Recently I got a chance to work with Clojure in a production setting. I had played around with it before but not used it ‘in anger’ previously. It’s a language a few of us are evaluating as a possible general purpose language, particularly for high-performance tasks and problems where the use of concurrency is required.
Prelude: Clojure: The language and ecosystem
By the time I write about this Clojure has begun to lose the cutting-edge buzz, much as Skala has in many circles and simply become accepted as a standard choice for JVM development. It’s ‘weird’ syntax still puts most of the uninitiated off, presumably just because of it’s unfamiliarity more than anything else.
It’s a JVM based Lisp, unashamedly so, however, it’s also updated a number of older lisp’s assumptions, most obviously for me with data-structures being significantly syntactically similar in their “look” to JSON than anything else, though in implementation they’re high-performance immutable hash-maps, and tress implemented in Java.
Its interoperability with Java is perhaps one of its strongest claims to real-world practicality. Calling methods on Java objects is
as simple as (.toString foo)
. Consequently, it leans heavily on the Java ecosystem for library support. The defacto AWS sdk
is nothing more than an auto-generated reflection-based, normalised wrapper around the Java one, which, despite sounding somewhat
horrifying, appears to ‘just work’, with nary an issue for me (Unlike nodeJS… urgh).
The problem at hand:
There is a multi-gigabyte file in s3 which contains GZipped JSON lines. I need to download, parse and write the lines to Dynamodb in a timely fashion each day.
The solution:
By using the Java GZip stream reader to create a stream of decompressed lines we abstracted it to a lazy squence. This allowed the data to be read on-demand rather than shoving it all into memory or having to be concerned by the mechanics of pagination. The first cut reads the lines and shoves them into a central channel. This offers the same channel semantics as used in Golang - It’s a queue which will block the reader thread once it reaches capacity. This abstraction of interactions between threads via channels is one of the major features of the language: Communicating between threads is safe, loosely coupled and easily testible. The reader threads then pull off the queue in blocks and then batch write them to the database.
What worked:
- Streaming the data in a lazy sequence allows us to keep a slim memory footprint and is easy to think about. The app can run with as little as 100 MBs of memory given to the JVM.

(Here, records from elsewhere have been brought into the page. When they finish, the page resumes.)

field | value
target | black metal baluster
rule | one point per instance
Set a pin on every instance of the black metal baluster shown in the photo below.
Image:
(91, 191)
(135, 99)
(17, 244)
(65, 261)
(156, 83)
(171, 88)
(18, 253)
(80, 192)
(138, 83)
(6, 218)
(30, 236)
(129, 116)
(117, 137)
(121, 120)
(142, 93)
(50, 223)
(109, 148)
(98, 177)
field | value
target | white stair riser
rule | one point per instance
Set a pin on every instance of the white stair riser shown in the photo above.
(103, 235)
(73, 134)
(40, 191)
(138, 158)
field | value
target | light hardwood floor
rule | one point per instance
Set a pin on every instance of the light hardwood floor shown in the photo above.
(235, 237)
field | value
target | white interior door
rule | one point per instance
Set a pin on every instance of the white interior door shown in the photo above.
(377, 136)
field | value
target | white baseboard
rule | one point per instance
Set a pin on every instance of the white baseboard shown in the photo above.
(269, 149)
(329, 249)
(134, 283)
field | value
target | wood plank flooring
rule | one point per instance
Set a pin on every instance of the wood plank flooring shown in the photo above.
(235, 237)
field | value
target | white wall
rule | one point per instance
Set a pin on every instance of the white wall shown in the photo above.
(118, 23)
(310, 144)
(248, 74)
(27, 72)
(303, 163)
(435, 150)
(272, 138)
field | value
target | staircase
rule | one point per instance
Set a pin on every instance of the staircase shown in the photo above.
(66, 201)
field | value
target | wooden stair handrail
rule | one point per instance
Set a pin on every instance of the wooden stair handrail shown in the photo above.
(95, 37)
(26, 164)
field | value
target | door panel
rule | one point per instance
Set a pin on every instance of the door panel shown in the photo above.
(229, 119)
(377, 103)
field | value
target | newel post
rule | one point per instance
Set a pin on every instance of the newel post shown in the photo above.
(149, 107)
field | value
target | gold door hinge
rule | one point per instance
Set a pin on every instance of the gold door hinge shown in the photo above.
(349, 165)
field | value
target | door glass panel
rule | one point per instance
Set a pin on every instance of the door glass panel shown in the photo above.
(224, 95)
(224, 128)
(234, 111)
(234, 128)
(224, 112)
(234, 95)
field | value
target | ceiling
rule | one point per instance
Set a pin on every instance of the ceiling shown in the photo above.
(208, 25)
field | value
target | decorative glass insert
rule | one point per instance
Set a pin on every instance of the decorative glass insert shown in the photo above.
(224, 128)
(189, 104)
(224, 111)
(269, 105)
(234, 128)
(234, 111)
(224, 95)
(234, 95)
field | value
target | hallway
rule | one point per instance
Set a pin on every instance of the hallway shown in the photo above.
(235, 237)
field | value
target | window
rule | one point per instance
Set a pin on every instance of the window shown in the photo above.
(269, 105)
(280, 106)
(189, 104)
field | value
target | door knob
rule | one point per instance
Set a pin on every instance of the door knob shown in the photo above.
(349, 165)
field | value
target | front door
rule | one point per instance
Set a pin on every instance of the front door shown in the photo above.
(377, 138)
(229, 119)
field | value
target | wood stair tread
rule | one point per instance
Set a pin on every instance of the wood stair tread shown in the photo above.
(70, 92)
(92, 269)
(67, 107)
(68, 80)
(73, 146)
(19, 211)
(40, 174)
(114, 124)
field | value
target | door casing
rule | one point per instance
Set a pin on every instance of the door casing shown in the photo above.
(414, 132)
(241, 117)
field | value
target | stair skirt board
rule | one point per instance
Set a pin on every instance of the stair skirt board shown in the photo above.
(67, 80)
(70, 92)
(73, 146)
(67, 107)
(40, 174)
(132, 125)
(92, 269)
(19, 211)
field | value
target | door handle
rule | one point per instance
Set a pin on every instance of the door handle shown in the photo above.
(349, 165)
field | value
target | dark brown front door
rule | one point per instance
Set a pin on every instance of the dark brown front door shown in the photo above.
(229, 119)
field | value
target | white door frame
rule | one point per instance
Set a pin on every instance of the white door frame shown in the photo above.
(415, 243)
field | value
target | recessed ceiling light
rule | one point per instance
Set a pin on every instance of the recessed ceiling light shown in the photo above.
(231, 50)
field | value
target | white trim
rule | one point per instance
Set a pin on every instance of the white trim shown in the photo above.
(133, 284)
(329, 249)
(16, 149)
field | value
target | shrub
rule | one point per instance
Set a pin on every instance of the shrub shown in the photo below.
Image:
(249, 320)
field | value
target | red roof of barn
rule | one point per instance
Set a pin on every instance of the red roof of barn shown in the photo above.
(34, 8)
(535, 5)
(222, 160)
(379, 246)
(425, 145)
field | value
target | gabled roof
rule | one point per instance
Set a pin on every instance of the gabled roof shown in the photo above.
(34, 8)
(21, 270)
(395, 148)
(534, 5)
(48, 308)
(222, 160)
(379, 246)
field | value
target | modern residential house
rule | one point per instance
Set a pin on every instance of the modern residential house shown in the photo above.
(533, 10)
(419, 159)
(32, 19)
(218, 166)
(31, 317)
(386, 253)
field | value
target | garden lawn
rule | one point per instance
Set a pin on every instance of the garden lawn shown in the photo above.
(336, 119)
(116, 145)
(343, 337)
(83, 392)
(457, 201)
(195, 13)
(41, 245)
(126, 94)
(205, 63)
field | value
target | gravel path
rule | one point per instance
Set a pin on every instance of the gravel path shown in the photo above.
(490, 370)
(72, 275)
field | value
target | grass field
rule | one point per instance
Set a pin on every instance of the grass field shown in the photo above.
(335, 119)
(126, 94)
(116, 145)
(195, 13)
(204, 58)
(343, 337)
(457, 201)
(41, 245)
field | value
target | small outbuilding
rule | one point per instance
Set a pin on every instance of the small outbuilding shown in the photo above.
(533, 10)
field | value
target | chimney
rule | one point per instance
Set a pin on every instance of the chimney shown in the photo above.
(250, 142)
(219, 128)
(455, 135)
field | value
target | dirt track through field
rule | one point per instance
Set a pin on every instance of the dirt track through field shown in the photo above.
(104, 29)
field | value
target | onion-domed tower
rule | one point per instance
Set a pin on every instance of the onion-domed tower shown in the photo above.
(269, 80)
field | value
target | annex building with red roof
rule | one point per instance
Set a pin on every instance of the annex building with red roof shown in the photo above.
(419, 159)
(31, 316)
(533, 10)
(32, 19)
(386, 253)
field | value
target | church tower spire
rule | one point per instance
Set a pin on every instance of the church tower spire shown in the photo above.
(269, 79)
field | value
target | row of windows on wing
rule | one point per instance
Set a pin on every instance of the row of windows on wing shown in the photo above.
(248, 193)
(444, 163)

- Core/Async is amazing, the channel based method of working with async data is vastly superior to callbacks/promises in that there is no leak of abstraction between processes and that backpressure is given for free.

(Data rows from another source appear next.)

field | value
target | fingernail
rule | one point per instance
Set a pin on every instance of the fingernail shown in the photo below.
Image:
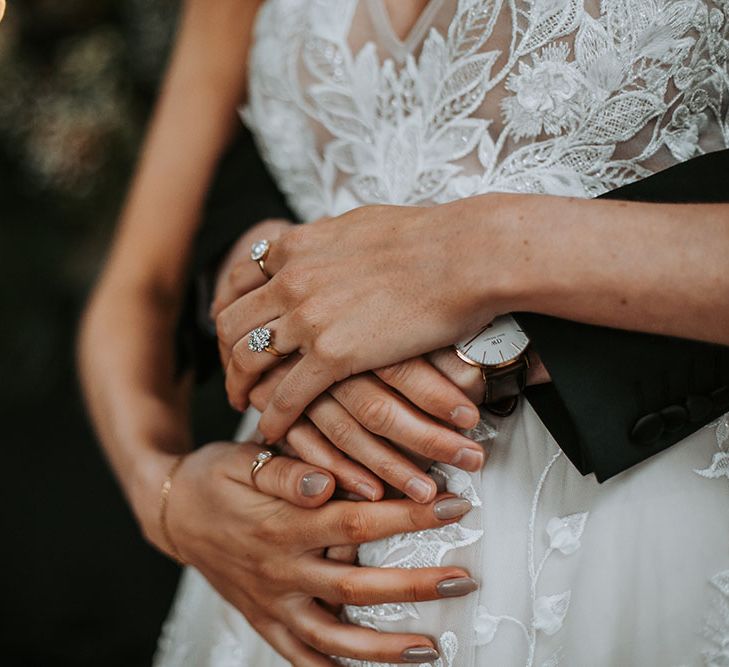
(455, 588)
(468, 459)
(419, 490)
(366, 491)
(450, 508)
(314, 483)
(441, 483)
(420, 654)
(464, 416)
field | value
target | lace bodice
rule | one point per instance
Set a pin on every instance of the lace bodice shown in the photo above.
(566, 97)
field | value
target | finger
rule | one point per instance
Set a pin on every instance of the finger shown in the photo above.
(297, 482)
(311, 446)
(292, 648)
(422, 384)
(339, 583)
(240, 274)
(345, 553)
(467, 377)
(380, 457)
(301, 385)
(250, 311)
(246, 365)
(380, 411)
(234, 282)
(347, 522)
(325, 633)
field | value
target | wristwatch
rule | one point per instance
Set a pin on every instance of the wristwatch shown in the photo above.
(500, 351)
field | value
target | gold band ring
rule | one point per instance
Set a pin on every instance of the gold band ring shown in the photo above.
(261, 459)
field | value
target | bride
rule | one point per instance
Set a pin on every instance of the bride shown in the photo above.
(447, 153)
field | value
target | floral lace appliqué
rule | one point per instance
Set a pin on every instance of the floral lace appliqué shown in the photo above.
(585, 101)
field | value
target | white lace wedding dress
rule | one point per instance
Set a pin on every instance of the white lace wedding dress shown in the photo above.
(568, 97)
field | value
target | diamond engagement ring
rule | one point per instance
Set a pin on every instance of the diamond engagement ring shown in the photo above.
(259, 253)
(259, 340)
(261, 459)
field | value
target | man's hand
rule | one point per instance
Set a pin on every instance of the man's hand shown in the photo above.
(265, 554)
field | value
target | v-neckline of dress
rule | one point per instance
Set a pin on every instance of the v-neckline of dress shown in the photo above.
(401, 48)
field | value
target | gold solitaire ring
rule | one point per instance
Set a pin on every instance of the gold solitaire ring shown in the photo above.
(259, 254)
(262, 458)
(259, 340)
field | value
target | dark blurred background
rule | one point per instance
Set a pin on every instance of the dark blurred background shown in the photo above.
(77, 80)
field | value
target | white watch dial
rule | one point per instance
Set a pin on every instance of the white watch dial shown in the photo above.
(498, 343)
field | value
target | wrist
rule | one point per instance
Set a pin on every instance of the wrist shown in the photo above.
(495, 250)
(144, 487)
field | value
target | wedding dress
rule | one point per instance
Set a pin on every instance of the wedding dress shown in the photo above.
(566, 97)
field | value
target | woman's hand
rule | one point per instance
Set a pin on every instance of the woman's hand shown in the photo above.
(370, 288)
(383, 420)
(265, 555)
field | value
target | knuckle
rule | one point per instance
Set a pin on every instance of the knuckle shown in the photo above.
(347, 589)
(428, 444)
(355, 526)
(224, 328)
(315, 639)
(333, 357)
(235, 399)
(341, 433)
(239, 357)
(281, 402)
(306, 317)
(397, 374)
(377, 414)
(414, 519)
(292, 282)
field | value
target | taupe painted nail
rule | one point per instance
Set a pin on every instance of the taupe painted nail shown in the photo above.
(314, 483)
(455, 588)
(419, 490)
(468, 459)
(450, 508)
(420, 654)
(465, 417)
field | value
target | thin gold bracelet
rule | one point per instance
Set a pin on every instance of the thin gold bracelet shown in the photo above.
(164, 499)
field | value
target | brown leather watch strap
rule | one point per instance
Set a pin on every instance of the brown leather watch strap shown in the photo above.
(504, 385)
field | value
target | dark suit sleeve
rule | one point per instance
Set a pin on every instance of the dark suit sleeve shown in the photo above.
(242, 194)
(618, 397)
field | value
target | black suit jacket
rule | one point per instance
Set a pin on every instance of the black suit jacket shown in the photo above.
(616, 398)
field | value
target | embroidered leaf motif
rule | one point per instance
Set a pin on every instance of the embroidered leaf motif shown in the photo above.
(456, 139)
(549, 612)
(462, 89)
(553, 660)
(448, 645)
(548, 20)
(485, 626)
(370, 615)
(621, 117)
(719, 467)
(565, 532)
(472, 26)
(425, 548)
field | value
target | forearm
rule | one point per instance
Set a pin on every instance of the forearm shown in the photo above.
(127, 375)
(658, 268)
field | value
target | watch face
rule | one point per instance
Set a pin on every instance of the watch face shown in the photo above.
(497, 344)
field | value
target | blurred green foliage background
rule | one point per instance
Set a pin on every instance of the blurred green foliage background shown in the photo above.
(77, 80)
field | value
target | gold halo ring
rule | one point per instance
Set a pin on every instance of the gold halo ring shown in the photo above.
(259, 340)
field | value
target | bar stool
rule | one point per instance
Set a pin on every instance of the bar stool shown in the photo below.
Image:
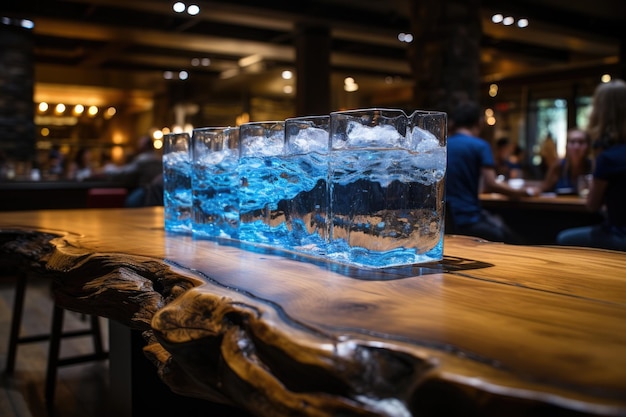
(55, 336)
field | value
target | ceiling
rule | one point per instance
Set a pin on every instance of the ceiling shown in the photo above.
(110, 50)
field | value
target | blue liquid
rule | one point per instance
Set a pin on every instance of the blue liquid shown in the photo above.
(307, 202)
(386, 207)
(262, 200)
(177, 192)
(215, 198)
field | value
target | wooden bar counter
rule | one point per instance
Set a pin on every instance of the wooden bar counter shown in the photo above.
(492, 330)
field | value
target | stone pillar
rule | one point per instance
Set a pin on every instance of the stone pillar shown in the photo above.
(312, 70)
(17, 127)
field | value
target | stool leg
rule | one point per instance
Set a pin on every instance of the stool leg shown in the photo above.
(16, 322)
(97, 335)
(53, 354)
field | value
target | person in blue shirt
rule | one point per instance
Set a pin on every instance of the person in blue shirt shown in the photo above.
(607, 193)
(471, 166)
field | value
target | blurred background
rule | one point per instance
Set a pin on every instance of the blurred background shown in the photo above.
(102, 73)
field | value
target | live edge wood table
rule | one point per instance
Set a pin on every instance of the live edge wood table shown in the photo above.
(492, 330)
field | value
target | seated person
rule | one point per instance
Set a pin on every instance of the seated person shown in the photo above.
(562, 176)
(470, 161)
(608, 188)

- Clojure’s dynamic typing allowed for easy handling of JSON with very little friction.
- Repl driven development is effective and fast.
- Testing is easy and similar to nodeJS in many ways.

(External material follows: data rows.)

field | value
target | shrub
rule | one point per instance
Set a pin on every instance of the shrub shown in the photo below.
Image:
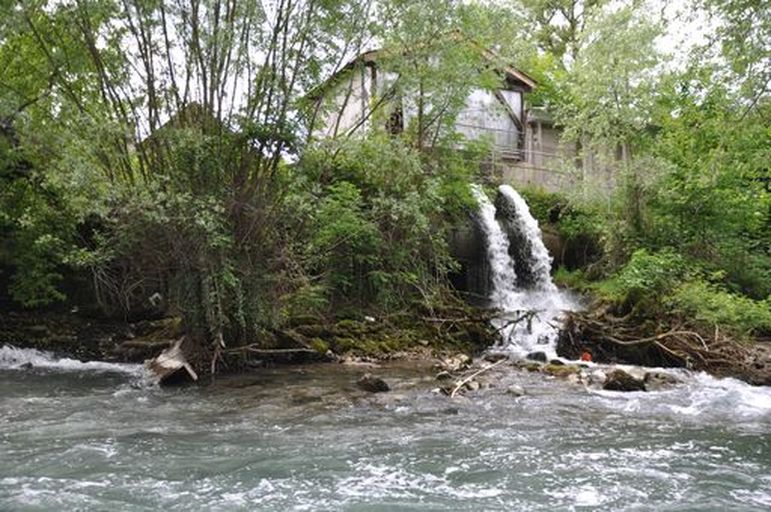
(712, 306)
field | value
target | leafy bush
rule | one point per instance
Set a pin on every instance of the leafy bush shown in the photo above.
(646, 277)
(712, 306)
(378, 219)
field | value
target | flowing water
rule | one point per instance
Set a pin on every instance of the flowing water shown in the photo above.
(100, 436)
(532, 307)
(80, 437)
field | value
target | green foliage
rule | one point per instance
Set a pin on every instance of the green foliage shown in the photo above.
(380, 215)
(712, 307)
(646, 277)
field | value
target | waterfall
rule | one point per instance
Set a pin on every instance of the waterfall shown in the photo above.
(534, 299)
(535, 255)
(503, 276)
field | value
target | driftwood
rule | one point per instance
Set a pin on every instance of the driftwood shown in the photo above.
(171, 364)
(471, 377)
(614, 339)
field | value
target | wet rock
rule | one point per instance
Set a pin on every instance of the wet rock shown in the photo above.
(443, 375)
(515, 390)
(529, 366)
(619, 380)
(494, 357)
(597, 377)
(537, 356)
(575, 378)
(38, 330)
(561, 370)
(456, 363)
(369, 382)
(472, 385)
(658, 381)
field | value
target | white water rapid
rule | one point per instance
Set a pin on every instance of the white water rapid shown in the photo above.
(532, 312)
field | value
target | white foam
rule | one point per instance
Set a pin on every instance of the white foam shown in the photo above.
(543, 304)
(13, 358)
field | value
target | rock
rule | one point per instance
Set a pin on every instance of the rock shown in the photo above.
(494, 357)
(443, 375)
(597, 377)
(529, 366)
(515, 390)
(369, 382)
(657, 381)
(537, 356)
(38, 330)
(619, 380)
(561, 370)
(456, 363)
(574, 378)
(472, 385)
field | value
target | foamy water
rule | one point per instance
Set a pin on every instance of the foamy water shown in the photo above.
(307, 439)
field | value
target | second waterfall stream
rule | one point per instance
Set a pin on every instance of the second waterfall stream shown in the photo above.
(532, 307)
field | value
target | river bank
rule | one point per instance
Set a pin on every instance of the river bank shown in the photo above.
(306, 437)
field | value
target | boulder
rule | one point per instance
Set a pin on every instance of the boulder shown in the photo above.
(561, 370)
(515, 390)
(472, 385)
(369, 382)
(657, 381)
(619, 380)
(456, 363)
(494, 357)
(537, 356)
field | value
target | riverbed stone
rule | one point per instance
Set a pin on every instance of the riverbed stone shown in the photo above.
(561, 370)
(619, 380)
(515, 390)
(443, 375)
(494, 357)
(537, 356)
(657, 381)
(473, 385)
(369, 382)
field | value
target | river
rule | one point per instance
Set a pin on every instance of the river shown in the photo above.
(98, 436)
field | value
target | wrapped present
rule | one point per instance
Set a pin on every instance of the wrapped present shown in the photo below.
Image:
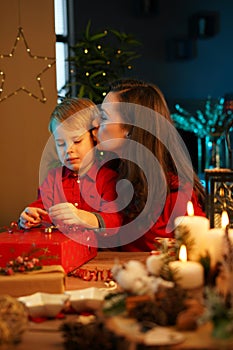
(49, 279)
(52, 248)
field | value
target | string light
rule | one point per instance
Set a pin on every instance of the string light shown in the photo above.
(3, 77)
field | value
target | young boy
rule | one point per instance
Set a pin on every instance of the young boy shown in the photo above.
(81, 192)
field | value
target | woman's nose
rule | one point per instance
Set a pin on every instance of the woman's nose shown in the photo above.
(69, 148)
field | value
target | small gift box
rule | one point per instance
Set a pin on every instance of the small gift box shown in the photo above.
(55, 248)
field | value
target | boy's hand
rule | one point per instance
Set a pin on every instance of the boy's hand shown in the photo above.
(31, 217)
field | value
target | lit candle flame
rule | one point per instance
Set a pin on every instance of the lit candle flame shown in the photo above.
(183, 253)
(190, 209)
(225, 219)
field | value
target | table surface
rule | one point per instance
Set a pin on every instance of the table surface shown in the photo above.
(46, 335)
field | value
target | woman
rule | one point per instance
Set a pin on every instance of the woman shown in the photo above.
(135, 123)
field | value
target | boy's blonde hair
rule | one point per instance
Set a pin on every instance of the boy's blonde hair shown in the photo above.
(74, 113)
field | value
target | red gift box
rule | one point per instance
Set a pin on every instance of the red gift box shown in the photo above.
(53, 248)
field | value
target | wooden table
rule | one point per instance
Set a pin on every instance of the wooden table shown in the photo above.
(46, 335)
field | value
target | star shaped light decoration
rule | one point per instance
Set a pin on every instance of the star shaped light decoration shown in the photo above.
(50, 61)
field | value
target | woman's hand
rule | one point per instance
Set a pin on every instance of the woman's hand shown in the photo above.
(68, 214)
(31, 217)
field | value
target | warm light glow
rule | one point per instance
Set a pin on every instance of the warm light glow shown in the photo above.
(190, 209)
(183, 253)
(225, 219)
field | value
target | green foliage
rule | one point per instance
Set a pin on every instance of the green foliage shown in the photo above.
(99, 58)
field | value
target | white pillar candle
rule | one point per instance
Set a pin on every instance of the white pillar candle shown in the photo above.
(198, 227)
(190, 274)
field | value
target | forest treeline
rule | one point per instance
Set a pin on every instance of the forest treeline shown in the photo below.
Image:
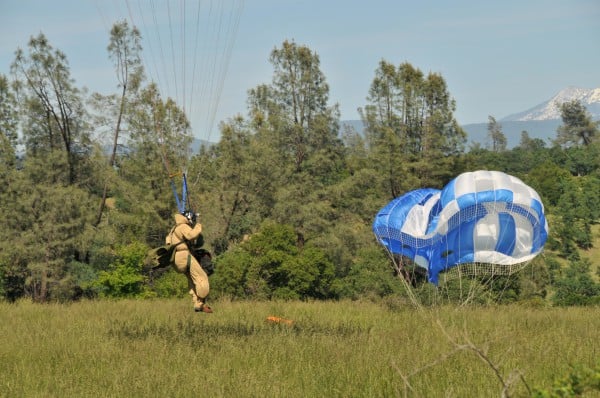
(286, 196)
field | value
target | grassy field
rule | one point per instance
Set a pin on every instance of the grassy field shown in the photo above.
(333, 349)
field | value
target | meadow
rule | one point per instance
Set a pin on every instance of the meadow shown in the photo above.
(161, 348)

- Concurrency is easy and significantly safer than my experiences in Java.
What didn’t work:
- Clojure is very well tooled. This is a hangover from lisp where emacs and the like have vast arrays of methods for interactions with s-expressions and using the homoiconicity of the language to the full. However, this is also an assault of complexity on the uninitiated (me) and so I didn’t really begin exploring the tooling until the end of the project.
- Leiningen’s startup time is slow. Starting the app repeatedly like in nodejs isn’t really feasible on anything but the most modern of machines. Instead the idiomatic way to develop is in repl, however it took me a while to work this out.
- Clojure’s stack traces are still quite verbose and hard to read initially.
- The JVM was apparently unable to ascertain the amount of memory available and would, under various circumstances, exceed what was provided to it by docker. and the process was then killed by the Kernel. Inspired by the Mono development going on elsewhere a hardcoded amount of available memory to the JVM worked around the issue.
What would I do differently next time:
- With better understanding - work more with emacs and associated tooling (paredit, CIDER repl and CLJ Refactor) rather than the vanilla
Lein repl
- Look at using Transducers